Comme l’écrit la critique Murielle Joudet dans son texte introductif sur Queen Elizabeth, l’actrice a grandi, aimé, vieilli devant les caméras et elle a adoré ça. Vous pourrez donc la voir jeune, dans Fidèle Lassie de Fred Wilcox et Le Grand national de Clarence Brown, un peu plus adulte dans Les Quatre filles du docteur March de Mervyn LeRoy et Le Père de la mariée de Vincente Minnelli, puis en femme plus ou moins fatale dans Une place au soleil et Géant de George Stevens, La Chatte sur un toit brûlant de Richard Brooks et Cléopâtre de Joseph L. Mankiewicz, avant de la voir terminer sa carrière avec plus ou moins de grâce chez Mike Nichols (Qui a peur de Virginia Woolf ?), John Huston (Reflets dans un œil d’or) et Joseph Losey (Cérémonie secrète).

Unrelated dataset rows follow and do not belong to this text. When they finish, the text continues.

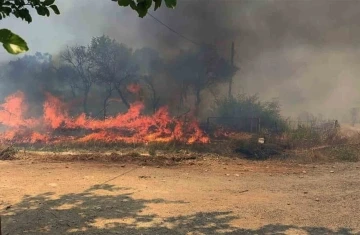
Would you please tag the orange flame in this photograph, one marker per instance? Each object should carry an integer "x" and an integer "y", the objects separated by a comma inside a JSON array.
[
  {"x": 133, "y": 88},
  {"x": 130, "y": 127}
]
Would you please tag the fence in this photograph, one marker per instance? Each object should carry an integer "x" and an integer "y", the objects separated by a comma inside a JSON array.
[
  {"x": 315, "y": 125},
  {"x": 253, "y": 125}
]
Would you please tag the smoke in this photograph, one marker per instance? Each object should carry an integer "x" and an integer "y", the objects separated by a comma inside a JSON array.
[{"x": 305, "y": 53}]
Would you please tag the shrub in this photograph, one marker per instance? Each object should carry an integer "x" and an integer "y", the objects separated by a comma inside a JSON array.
[
  {"x": 7, "y": 153},
  {"x": 253, "y": 150},
  {"x": 244, "y": 107}
]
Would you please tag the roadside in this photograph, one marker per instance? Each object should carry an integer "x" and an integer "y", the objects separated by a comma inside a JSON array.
[{"x": 210, "y": 196}]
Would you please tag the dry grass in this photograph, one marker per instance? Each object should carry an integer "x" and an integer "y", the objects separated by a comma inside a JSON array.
[{"x": 7, "y": 152}]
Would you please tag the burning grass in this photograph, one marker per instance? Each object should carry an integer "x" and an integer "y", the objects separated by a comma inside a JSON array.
[
  {"x": 7, "y": 152},
  {"x": 57, "y": 126}
]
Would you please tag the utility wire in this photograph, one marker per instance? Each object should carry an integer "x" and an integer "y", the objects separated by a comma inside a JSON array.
[{"x": 172, "y": 30}]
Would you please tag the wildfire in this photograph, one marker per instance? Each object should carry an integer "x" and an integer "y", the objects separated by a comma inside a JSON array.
[{"x": 130, "y": 127}]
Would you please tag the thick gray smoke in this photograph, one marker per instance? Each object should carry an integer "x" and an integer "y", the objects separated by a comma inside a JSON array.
[{"x": 305, "y": 53}]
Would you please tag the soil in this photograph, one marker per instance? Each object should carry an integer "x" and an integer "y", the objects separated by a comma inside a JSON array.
[{"x": 206, "y": 195}]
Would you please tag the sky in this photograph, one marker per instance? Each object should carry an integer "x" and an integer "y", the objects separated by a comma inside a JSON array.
[{"x": 304, "y": 53}]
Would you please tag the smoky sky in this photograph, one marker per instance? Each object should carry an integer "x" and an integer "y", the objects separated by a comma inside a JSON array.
[{"x": 305, "y": 53}]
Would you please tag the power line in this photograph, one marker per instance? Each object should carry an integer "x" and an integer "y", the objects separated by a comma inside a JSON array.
[{"x": 172, "y": 30}]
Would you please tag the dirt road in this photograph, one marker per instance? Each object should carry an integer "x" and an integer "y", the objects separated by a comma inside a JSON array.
[{"x": 207, "y": 197}]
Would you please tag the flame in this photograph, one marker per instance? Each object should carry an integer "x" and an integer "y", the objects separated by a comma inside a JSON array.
[
  {"x": 133, "y": 88},
  {"x": 129, "y": 127}
]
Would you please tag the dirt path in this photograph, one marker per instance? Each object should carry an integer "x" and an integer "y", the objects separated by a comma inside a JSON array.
[{"x": 208, "y": 197}]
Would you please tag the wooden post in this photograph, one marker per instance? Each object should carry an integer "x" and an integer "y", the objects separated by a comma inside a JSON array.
[{"x": 232, "y": 66}]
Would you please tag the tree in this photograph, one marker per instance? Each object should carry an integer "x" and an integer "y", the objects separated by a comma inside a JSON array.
[
  {"x": 14, "y": 44},
  {"x": 113, "y": 66},
  {"x": 198, "y": 70},
  {"x": 354, "y": 114},
  {"x": 78, "y": 58},
  {"x": 150, "y": 65}
]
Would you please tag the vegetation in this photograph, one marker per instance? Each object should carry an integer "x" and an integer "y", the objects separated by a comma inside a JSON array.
[
  {"x": 244, "y": 107},
  {"x": 100, "y": 73},
  {"x": 14, "y": 44}
]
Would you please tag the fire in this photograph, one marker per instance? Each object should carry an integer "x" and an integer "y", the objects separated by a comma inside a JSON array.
[
  {"x": 129, "y": 127},
  {"x": 134, "y": 88}
]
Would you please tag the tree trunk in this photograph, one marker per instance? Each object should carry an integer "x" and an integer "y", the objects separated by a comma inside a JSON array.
[
  {"x": 105, "y": 104},
  {"x": 85, "y": 107},
  {"x": 197, "y": 101},
  {"x": 122, "y": 97}
]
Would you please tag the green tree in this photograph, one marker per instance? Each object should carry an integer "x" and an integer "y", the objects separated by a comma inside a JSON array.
[{"x": 14, "y": 44}]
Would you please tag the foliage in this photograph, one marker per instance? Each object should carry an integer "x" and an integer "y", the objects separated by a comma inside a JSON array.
[
  {"x": 12, "y": 42},
  {"x": 198, "y": 70},
  {"x": 244, "y": 106}
]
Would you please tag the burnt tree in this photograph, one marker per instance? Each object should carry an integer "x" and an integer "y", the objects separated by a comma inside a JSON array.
[
  {"x": 113, "y": 66},
  {"x": 198, "y": 70},
  {"x": 77, "y": 57}
]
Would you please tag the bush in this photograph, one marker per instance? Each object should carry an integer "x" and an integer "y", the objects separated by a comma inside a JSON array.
[
  {"x": 244, "y": 107},
  {"x": 256, "y": 151},
  {"x": 7, "y": 153}
]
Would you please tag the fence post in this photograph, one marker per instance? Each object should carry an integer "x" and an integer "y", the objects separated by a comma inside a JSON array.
[
  {"x": 251, "y": 125},
  {"x": 207, "y": 126}
]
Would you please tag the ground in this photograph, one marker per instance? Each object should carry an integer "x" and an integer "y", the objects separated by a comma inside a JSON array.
[{"x": 203, "y": 196}]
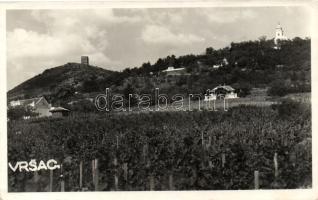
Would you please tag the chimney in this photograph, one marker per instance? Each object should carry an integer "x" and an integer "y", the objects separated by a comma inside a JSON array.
[{"x": 84, "y": 60}]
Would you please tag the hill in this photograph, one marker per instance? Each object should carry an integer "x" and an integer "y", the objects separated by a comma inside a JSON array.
[
  {"x": 243, "y": 65},
  {"x": 59, "y": 81}
]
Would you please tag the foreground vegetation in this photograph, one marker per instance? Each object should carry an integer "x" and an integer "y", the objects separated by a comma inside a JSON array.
[{"x": 200, "y": 150}]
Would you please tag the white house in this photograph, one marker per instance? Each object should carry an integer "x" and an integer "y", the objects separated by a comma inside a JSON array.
[
  {"x": 175, "y": 71},
  {"x": 40, "y": 105}
]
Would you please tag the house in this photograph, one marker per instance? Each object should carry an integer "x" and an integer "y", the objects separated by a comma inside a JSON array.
[
  {"x": 225, "y": 91},
  {"x": 39, "y": 105},
  {"x": 223, "y": 63},
  {"x": 171, "y": 71},
  {"x": 59, "y": 112}
]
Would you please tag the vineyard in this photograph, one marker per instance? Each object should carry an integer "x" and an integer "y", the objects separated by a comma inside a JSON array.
[{"x": 166, "y": 150}]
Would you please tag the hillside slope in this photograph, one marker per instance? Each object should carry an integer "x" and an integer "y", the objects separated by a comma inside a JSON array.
[{"x": 71, "y": 76}]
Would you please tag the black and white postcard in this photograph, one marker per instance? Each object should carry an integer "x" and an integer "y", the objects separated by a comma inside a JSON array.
[{"x": 158, "y": 100}]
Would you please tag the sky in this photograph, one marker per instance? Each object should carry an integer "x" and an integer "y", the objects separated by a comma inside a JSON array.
[{"x": 115, "y": 39}]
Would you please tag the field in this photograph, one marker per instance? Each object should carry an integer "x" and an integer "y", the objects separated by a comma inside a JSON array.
[{"x": 199, "y": 150}]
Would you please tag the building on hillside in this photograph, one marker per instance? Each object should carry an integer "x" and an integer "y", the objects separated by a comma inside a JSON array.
[
  {"x": 171, "y": 71},
  {"x": 39, "y": 105},
  {"x": 224, "y": 91},
  {"x": 279, "y": 35},
  {"x": 223, "y": 63},
  {"x": 84, "y": 60},
  {"x": 59, "y": 112}
]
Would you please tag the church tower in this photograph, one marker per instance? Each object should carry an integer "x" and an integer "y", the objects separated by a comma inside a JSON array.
[{"x": 279, "y": 34}]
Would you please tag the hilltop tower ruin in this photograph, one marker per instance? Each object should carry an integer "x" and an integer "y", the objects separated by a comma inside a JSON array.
[
  {"x": 84, "y": 60},
  {"x": 279, "y": 35}
]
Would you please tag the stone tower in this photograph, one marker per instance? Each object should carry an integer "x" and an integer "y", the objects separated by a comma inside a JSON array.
[
  {"x": 84, "y": 60},
  {"x": 279, "y": 35}
]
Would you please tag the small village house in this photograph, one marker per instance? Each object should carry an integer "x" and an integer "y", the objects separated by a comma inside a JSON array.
[
  {"x": 171, "y": 71},
  {"x": 39, "y": 105},
  {"x": 225, "y": 91},
  {"x": 59, "y": 112},
  {"x": 221, "y": 91}
]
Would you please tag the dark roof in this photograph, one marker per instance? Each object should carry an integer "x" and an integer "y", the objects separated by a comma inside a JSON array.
[
  {"x": 59, "y": 109},
  {"x": 26, "y": 102},
  {"x": 225, "y": 87}
]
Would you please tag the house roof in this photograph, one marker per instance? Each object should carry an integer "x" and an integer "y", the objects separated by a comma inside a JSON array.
[
  {"x": 225, "y": 87},
  {"x": 59, "y": 109},
  {"x": 25, "y": 102},
  {"x": 171, "y": 69}
]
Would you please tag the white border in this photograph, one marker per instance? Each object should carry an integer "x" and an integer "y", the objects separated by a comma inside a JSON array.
[{"x": 242, "y": 194}]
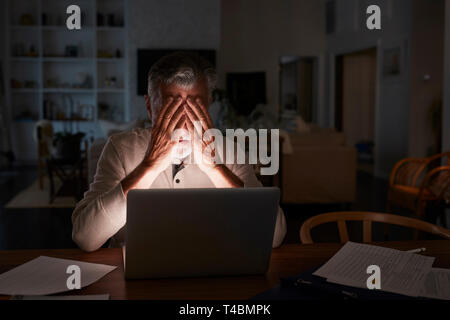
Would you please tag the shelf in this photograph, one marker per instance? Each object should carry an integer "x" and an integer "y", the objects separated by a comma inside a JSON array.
[
  {"x": 24, "y": 90},
  {"x": 110, "y": 60},
  {"x": 110, "y": 90},
  {"x": 110, "y": 28},
  {"x": 67, "y": 59},
  {"x": 25, "y": 59},
  {"x": 69, "y": 120},
  {"x": 64, "y": 29},
  {"x": 27, "y": 28},
  {"x": 67, "y": 90},
  {"x": 25, "y": 120}
]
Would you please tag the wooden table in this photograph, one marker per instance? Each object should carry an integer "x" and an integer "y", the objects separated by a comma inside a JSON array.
[{"x": 287, "y": 260}]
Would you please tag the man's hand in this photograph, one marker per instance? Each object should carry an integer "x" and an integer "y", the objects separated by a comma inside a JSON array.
[
  {"x": 203, "y": 146},
  {"x": 220, "y": 175},
  {"x": 159, "y": 151}
]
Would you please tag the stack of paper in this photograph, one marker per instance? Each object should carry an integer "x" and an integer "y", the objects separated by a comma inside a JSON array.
[
  {"x": 45, "y": 275},
  {"x": 401, "y": 272}
]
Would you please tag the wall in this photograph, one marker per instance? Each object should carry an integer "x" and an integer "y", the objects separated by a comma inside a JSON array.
[
  {"x": 427, "y": 58},
  {"x": 256, "y": 33},
  {"x": 446, "y": 104},
  {"x": 164, "y": 24},
  {"x": 392, "y": 97},
  {"x": 2, "y": 55}
]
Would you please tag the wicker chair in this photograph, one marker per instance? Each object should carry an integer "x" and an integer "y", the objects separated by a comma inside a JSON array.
[
  {"x": 367, "y": 217},
  {"x": 416, "y": 182}
]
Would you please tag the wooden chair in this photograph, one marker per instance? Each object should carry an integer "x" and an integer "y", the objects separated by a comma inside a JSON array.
[
  {"x": 367, "y": 218},
  {"x": 415, "y": 182}
]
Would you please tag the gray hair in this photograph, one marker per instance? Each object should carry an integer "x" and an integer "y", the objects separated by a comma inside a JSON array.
[{"x": 182, "y": 69}]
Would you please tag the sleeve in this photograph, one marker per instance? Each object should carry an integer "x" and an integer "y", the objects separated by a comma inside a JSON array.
[
  {"x": 102, "y": 211},
  {"x": 247, "y": 175}
]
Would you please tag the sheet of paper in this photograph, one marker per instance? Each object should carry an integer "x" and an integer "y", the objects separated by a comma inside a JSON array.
[
  {"x": 437, "y": 284},
  {"x": 85, "y": 297},
  {"x": 46, "y": 275},
  {"x": 401, "y": 272}
]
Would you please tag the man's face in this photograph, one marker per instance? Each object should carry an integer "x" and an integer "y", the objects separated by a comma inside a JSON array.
[{"x": 198, "y": 91}]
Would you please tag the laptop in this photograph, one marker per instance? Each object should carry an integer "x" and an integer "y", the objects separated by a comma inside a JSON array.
[{"x": 199, "y": 232}]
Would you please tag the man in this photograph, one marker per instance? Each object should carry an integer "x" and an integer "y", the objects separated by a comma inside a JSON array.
[{"x": 179, "y": 94}]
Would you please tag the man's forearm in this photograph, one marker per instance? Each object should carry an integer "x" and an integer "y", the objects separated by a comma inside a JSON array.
[
  {"x": 222, "y": 177},
  {"x": 141, "y": 177}
]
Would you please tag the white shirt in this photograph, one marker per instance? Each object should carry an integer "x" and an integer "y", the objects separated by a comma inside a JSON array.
[{"x": 101, "y": 214}]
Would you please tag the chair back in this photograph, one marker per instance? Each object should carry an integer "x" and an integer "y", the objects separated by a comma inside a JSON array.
[{"x": 367, "y": 218}]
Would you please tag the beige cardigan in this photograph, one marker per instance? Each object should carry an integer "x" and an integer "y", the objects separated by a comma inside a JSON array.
[{"x": 101, "y": 214}]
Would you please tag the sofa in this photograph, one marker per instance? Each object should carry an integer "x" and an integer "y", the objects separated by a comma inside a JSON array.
[
  {"x": 320, "y": 168},
  {"x": 317, "y": 166}
]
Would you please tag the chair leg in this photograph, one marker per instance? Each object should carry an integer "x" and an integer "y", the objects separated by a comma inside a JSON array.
[{"x": 386, "y": 228}]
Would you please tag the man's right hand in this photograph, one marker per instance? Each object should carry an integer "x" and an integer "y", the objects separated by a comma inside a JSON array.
[{"x": 159, "y": 151}]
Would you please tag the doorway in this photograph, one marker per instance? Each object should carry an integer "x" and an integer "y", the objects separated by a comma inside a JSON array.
[
  {"x": 298, "y": 86},
  {"x": 355, "y": 103}
]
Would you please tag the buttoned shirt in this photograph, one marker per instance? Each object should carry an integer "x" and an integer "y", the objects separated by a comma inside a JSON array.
[{"x": 101, "y": 214}]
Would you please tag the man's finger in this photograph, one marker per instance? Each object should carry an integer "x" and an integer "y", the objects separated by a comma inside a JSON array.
[
  {"x": 194, "y": 117},
  {"x": 174, "y": 121},
  {"x": 200, "y": 110},
  {"x": 168, "y": 110}
]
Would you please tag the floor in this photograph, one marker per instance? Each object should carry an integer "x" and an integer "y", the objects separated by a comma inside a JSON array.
[{"x": 51, "y": 228}]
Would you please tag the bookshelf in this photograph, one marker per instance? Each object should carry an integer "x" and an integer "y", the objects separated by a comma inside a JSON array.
[{"x": 64, "y": 76}]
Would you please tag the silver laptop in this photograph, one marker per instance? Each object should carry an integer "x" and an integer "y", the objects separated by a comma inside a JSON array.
[{"x": 199, "y": 232}]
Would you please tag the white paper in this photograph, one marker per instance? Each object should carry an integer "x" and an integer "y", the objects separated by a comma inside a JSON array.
[
  {"x": 85, "y": 297},
  {"x": 437, "y": 284},
  {"x": 401, "y": 272},
  {"x": 46, "y": 275}
]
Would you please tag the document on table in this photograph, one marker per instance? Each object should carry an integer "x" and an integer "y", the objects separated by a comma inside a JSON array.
[
  {"x": 46, "y": 275},
  {"x": 401, "y": 272},
  {"x": 437, "y": 284}
]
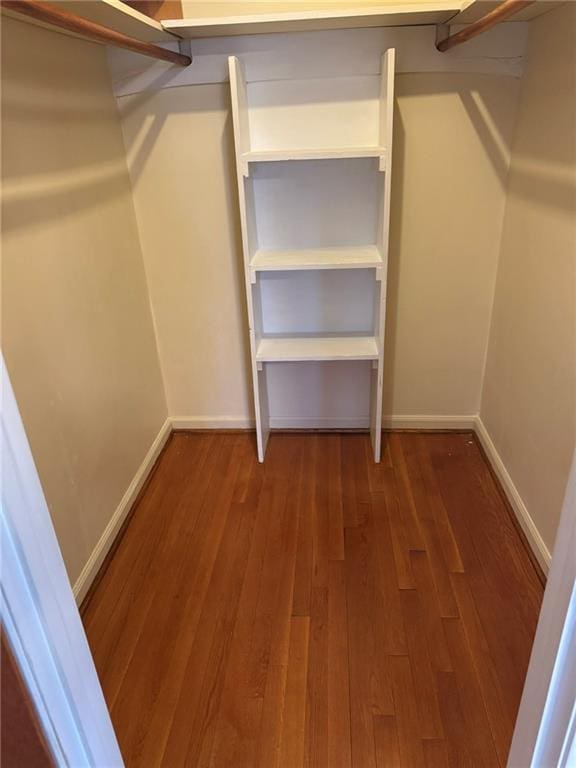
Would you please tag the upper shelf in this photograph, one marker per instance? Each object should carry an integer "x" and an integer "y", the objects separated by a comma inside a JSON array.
[
  {"x": 386, "y": 15},
  {"x": 312, "y": 153},
  {"x": 117, "y": 16},
  {"x": 312, "y": 119}
]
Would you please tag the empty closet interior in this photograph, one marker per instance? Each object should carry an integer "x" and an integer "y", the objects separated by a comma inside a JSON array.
[{"x": 289, "y": 313}]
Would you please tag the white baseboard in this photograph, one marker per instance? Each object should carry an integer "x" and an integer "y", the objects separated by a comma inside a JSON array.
[
  {"x": 341, "y": 422},
  {"x": 531, "y": 532},
  {"x": 314, "y": 422},
  {"x": 212, "y": 422},
  {"x": 429, "y": 422},
  {"x": 100, "y": 551}
]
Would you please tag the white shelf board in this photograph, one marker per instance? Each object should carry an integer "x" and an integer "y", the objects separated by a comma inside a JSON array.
[
  {"x": 361, "y": 257},
  {"x": 302, "y": 348},
  {"x": 313, "y": 153},
  {"x": 386, "y": 15},
  {"x": 114, "y": 14}
]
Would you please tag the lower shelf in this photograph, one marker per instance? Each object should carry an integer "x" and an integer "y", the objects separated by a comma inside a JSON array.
[{"x": 300, "y": 348}]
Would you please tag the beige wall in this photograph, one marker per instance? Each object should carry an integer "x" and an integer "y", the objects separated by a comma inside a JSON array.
[
  {"x": 77, "y": 331},
  {"x": 452, "y": 139},
  {"x": 529, "y": 397}
]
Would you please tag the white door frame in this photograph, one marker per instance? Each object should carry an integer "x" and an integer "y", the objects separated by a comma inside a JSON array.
[
  {"x": 39, "y": 614},
  {"x": 545, "y": 732}
]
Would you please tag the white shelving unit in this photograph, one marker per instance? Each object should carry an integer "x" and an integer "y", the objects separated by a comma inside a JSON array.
[{"x": 313, "y": 160}]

Murielle Joudet animera une discussion le samedi 7 novembre après la projection de Le Chevalier des sables de Vincente Minnelli avec Richard Burton, pour le meilleur et pour le pire l’homme de la vie de Elizabeth Taylor.
American Fringe, du 13 au 15 novembre
Même si la définition du cinéma américain indépendant devient de plus en plus floue, la Cinémathèque Française accorde pour la cinquième fois un coup de projecteur aux films produits en marge du système commercial. En huit séances, les co-organisateurs Richard Peña et Livia Bloom Ingram ont réuni quelques uns des films, longs et courts, les plus symptomatiques de cette forme de cinéma en pleine évolution.
Enfin, la Cinémathèque Française continue avec ses rendez-vous réguliers à succès, comme « Aujourd’hui le cinéma » les lundis, le « Cinéma bis » quatre fois en double programme le vendredi, le « Cinéma d’avant-garde » également le vendredi, les séances jeune public les mercredis et le week-end, ainsi que l’échange « Parlons cinéma » certains jeudis, pendant cette saison-ci avec le réalisateur Nicolas Pariser (Alice et le maire).